"To-morrow. This is my last free day. So if there is anything for me to do, do tell me, Mr. Black, and let me get to work at once."
"There is nothing you can do. The matter is hopeless."
"You think so?"
There was misery in the tone, but the seasoned old lawyer, who had conducted her husband's defence, did not allow his sympathies to run away with his judgment.
"I certainly do, madam. I told you so the other night, and now, after a couple of days of thought on the subject, I am obliged to repeat my assertion. Your own convictions in the matter, and your story of the shadow and the peaked cap may appeal to the public and assure you some sympathy, but for an entire reversal of its opinion you will need substantial and incontrovertible evidence. You must remember—you will pardon my frankness—that your husband's character failed to stand the test of inquiry. His principles were slack, his temper violent. You have suffered from both and must know. A poor foundation I found it for his defence; and a poor one you will find it for that reversal of public opinion upon which you count, without very strong proof that the crime for which he was punished was committed by another man. You think you have such proof, but it is meagre, very meagre. Find me something definite to go upon and we will talk."
"Discouragement; discouragement everywhere," she complained. "Yet I know John to have been innocent of this crime."
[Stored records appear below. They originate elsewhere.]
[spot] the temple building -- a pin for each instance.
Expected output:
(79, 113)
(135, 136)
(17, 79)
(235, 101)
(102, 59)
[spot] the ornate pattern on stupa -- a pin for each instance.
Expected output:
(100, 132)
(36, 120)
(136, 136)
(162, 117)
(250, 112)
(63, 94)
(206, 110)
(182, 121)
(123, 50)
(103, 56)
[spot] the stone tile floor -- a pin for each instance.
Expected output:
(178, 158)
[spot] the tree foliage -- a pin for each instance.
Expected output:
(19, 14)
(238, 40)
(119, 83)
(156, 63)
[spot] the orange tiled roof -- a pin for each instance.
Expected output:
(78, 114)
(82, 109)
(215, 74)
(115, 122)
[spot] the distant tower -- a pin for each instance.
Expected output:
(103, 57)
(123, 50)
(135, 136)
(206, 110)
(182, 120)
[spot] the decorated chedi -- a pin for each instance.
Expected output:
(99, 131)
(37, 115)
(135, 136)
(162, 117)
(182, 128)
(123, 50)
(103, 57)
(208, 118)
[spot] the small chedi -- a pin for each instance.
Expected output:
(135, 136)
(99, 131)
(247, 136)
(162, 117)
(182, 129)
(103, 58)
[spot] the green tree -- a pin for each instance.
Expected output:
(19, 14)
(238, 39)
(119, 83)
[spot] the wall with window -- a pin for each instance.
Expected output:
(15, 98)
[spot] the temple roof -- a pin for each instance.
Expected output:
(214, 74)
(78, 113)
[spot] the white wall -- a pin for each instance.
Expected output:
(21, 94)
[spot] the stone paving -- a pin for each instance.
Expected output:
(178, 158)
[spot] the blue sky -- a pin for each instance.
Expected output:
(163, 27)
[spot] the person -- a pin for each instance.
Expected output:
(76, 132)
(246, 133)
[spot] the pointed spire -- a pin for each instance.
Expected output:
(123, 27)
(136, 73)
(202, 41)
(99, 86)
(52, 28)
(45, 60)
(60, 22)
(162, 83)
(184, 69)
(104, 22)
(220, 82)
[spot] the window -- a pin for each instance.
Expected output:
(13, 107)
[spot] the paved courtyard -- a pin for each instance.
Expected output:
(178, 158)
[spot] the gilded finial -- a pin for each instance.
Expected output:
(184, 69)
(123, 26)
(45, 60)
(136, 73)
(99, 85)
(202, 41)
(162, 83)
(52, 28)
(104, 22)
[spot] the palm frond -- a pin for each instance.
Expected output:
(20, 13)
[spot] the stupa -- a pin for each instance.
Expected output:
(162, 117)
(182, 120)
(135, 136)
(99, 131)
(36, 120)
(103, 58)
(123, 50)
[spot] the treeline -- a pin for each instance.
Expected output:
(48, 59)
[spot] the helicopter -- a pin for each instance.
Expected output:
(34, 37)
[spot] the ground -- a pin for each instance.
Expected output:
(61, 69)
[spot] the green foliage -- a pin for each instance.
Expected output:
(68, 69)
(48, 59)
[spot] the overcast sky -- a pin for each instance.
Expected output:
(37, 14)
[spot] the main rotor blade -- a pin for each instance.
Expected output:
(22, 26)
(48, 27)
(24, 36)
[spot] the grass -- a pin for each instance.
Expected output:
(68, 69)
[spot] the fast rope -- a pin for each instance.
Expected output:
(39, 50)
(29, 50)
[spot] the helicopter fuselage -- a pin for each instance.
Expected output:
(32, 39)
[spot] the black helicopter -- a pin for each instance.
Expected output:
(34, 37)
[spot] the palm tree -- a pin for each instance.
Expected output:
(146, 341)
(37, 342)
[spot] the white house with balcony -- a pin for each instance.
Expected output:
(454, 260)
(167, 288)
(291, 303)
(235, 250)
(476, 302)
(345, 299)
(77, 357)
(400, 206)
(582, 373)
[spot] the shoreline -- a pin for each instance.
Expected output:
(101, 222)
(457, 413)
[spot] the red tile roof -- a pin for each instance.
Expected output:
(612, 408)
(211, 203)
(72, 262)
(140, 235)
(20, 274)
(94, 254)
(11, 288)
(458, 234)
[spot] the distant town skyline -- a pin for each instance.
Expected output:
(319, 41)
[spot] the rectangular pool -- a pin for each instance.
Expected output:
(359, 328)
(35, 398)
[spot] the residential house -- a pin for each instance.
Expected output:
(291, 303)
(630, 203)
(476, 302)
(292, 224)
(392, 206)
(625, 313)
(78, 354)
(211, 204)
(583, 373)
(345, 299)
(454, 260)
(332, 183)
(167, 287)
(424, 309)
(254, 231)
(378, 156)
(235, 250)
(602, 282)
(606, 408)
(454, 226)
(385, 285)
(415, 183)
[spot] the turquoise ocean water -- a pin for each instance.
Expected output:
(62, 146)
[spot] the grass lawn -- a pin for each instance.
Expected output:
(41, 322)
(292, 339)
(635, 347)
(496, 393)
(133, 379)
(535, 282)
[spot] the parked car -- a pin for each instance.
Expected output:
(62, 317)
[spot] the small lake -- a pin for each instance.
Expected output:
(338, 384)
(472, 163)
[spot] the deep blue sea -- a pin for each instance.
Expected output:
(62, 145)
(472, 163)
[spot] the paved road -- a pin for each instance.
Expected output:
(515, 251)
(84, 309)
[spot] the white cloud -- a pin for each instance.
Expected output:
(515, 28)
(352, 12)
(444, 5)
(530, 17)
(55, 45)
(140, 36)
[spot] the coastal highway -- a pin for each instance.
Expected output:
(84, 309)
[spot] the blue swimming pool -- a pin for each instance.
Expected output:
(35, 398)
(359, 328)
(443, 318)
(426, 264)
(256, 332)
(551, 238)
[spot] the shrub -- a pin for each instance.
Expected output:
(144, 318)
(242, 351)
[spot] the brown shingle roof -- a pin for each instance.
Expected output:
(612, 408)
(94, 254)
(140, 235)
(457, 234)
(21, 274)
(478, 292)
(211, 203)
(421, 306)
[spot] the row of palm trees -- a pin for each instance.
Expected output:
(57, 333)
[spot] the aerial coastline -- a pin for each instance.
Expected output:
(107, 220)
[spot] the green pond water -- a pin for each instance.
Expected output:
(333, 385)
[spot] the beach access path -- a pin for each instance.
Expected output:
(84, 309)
The lawyer raised his brows, and toyed impatiently with his watch-chain. If her convictions found any echo in his own mind, he gave no evidence of it. Doubtfully she eyed him.
"What you want," she observed at length, with a sigh, "is the name of the man who sauntered down the ravine ahead of my husband. I cannot give it to you now, but I do not despair of learning it."
"Twelve years ago, madam; twelve years ago."
"I know; but I have too much confidence in my cause to be daunted even by so serious an obstacle as that. I shall yet put my finger on this man. But I do not say that it will be immediately. I have got to renew old acquaintances; revive old gossip; possibly, recall to life almost obliterated memories."